D’entrée de jeu, il m’explique que la formule actuelle des Morts représente une deuxième mouture d’un concept déjà présenté : « À l’époque, c’était un parcours d’horreur. De notre côté, nous avons voulu raconter des choses vraies et les vulgariser à l’intérieur d’un circuit théâtral. C’est donc du théâtre, mais à saveur historique. »

Histoires et légendes

 Évidemment, dans le circuit, une place est accordée à l’imagination. On le voit facilement par l’introduction de personnages fictifs. Quelle est donc la part du réel et de l’imaginaire? « Les chiffres, les dates, les informations sur les maladies, ainsi que ce qui arrive aux personnages, tout cela est vrai », affirme François. Ainsi, même si Adélaïde n’a pas existé, il y avait de la prostitution à Terrebonne à l’époque, comme il y avait présence militaire. De même, en 1915, des maisons ont bel et bien été mises en quarantaine dans le village. La fiction, c’est dans l’émotion et les dialogues qu’elle se manifeste.

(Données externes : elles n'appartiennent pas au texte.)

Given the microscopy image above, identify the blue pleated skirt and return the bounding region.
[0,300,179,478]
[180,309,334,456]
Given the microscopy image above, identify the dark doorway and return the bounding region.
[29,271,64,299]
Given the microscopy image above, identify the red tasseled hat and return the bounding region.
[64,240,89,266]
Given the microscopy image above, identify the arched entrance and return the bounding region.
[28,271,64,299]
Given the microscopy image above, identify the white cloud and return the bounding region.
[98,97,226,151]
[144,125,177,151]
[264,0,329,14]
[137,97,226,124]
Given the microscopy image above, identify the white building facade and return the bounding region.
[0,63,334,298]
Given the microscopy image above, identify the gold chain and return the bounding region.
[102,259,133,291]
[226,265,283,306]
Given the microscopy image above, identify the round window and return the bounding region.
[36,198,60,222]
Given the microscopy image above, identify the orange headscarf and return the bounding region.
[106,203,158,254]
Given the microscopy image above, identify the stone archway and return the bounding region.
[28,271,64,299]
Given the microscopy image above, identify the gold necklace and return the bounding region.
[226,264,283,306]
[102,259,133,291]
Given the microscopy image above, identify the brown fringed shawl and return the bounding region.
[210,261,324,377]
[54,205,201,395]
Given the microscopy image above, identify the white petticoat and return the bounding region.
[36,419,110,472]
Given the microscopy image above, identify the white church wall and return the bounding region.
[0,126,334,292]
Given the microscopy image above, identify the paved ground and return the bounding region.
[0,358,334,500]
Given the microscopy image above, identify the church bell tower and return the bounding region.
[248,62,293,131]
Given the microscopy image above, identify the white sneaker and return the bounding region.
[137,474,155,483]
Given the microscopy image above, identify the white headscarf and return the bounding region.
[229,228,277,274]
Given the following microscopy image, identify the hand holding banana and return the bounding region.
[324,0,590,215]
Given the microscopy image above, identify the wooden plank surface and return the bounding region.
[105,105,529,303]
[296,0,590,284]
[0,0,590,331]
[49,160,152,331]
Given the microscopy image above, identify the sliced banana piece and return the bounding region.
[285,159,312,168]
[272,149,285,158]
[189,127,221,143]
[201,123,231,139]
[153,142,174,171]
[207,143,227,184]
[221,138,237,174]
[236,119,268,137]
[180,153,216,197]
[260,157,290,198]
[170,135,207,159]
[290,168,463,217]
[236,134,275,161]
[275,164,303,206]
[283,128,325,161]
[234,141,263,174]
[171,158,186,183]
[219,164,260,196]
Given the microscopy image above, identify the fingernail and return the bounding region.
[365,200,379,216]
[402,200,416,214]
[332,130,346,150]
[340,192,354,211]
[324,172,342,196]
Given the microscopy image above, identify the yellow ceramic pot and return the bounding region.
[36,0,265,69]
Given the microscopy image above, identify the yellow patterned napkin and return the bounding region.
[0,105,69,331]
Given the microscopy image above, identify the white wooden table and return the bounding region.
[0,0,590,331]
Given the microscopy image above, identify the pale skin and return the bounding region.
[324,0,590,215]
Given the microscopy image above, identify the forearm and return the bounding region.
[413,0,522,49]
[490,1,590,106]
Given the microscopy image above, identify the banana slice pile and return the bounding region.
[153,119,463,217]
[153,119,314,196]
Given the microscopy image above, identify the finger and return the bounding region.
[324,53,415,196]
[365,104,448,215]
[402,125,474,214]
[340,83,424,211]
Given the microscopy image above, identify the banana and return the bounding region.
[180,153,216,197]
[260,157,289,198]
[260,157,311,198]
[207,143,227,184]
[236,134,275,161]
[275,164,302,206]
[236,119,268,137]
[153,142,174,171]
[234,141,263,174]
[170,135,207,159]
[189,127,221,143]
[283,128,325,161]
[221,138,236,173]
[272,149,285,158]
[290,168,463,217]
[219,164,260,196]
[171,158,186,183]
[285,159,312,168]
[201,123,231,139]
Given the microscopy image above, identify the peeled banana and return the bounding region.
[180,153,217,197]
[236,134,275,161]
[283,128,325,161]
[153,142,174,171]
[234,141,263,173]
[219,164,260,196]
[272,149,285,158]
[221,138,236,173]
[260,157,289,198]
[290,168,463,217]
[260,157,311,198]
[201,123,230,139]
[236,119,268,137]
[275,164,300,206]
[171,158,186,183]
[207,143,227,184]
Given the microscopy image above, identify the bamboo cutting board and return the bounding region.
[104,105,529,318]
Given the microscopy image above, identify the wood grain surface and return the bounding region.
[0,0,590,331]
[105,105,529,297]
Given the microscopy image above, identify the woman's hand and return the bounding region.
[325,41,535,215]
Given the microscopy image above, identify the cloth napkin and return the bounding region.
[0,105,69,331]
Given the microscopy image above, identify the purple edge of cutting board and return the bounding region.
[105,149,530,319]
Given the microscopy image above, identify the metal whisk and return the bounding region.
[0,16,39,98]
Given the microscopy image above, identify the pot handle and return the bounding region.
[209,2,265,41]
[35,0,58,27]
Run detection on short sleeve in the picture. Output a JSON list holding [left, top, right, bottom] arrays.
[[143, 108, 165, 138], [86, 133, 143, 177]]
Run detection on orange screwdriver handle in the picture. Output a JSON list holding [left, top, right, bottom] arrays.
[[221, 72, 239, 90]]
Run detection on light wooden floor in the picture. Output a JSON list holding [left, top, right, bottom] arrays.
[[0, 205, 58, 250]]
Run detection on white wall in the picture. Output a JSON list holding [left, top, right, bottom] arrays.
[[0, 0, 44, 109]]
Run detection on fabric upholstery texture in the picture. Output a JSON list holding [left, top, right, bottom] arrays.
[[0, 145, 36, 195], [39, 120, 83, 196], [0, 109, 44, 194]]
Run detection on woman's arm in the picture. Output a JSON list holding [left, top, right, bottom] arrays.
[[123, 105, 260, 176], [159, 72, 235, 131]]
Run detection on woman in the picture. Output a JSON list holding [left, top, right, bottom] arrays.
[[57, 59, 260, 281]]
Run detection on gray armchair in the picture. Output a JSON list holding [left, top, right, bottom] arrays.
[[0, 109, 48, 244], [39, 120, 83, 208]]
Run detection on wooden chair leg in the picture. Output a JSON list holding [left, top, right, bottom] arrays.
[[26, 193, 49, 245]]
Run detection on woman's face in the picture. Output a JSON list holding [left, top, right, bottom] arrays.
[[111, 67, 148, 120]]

La construction du spectacle

 Pour un circuit de 90 minutes, deux semaines à un mois de recherche à temps complet sont nécessaires. S’informer sur les pandémies, voir ce qui a touché Terrebonne, cerner les personnages… Évidemment, ce qui est raconté dépend beaucoup de ce qui est possible de retracer dans les archives. « C’est sûr qu’on privilégie ce qui frappe l’imaginaire, explique François. Et quand on a la chance de pouvoir insérer un personnage historique d’envergure, c’est une mine d’or! » Au final, l’historien remet à Valérie un dossier de recherche étoffé, à partir duquel elle crée le circuit à proprement dit. L’homme tient d’ailleurs à souligner le travail de sa collègue : « Valérie fait un travail extraordinaire pour donner vie aux personnages et à l’univers. Le spectacle auquel assiste l’audience, c’est vraiment elle qui l’imagine et le construit. »

En conclusion

Selon François, le spectacle Les morts nous ont conté… vise deux objectifs. Premièrement, créer un sentiment d’angoisse chez les spectateurs. « À un deuxième niveau, nous voulons aussi montrer le côté humain des gens qui nous ont précédés, explique-t-il. Quand on parle des gens du passé, on va souvent les classifier et les évacuer de leurs zones grises. On les rend froids en quelque sorte. Peut-être est-ce utopique, mais en les mettant en scène dans leur quotidien, dans leur détresse, nous espérons créer un lien entre le présent et le passé. Montrer que ces gens étaient humains, tout comme nous. »

Parce que comme l’affirme François en fin d’entrevue, là est justement l’un des chevaux de bataille de la SODECT : humaniser l’histoire. « Nous voulons la démocratiser, affirme-t-il, la rendre tout simplement normale. » À coup sûr, avec Les morts nous ont conté, l’organisme tient un véhicule idéal pour contribuer à l’atteinte de cet objectif.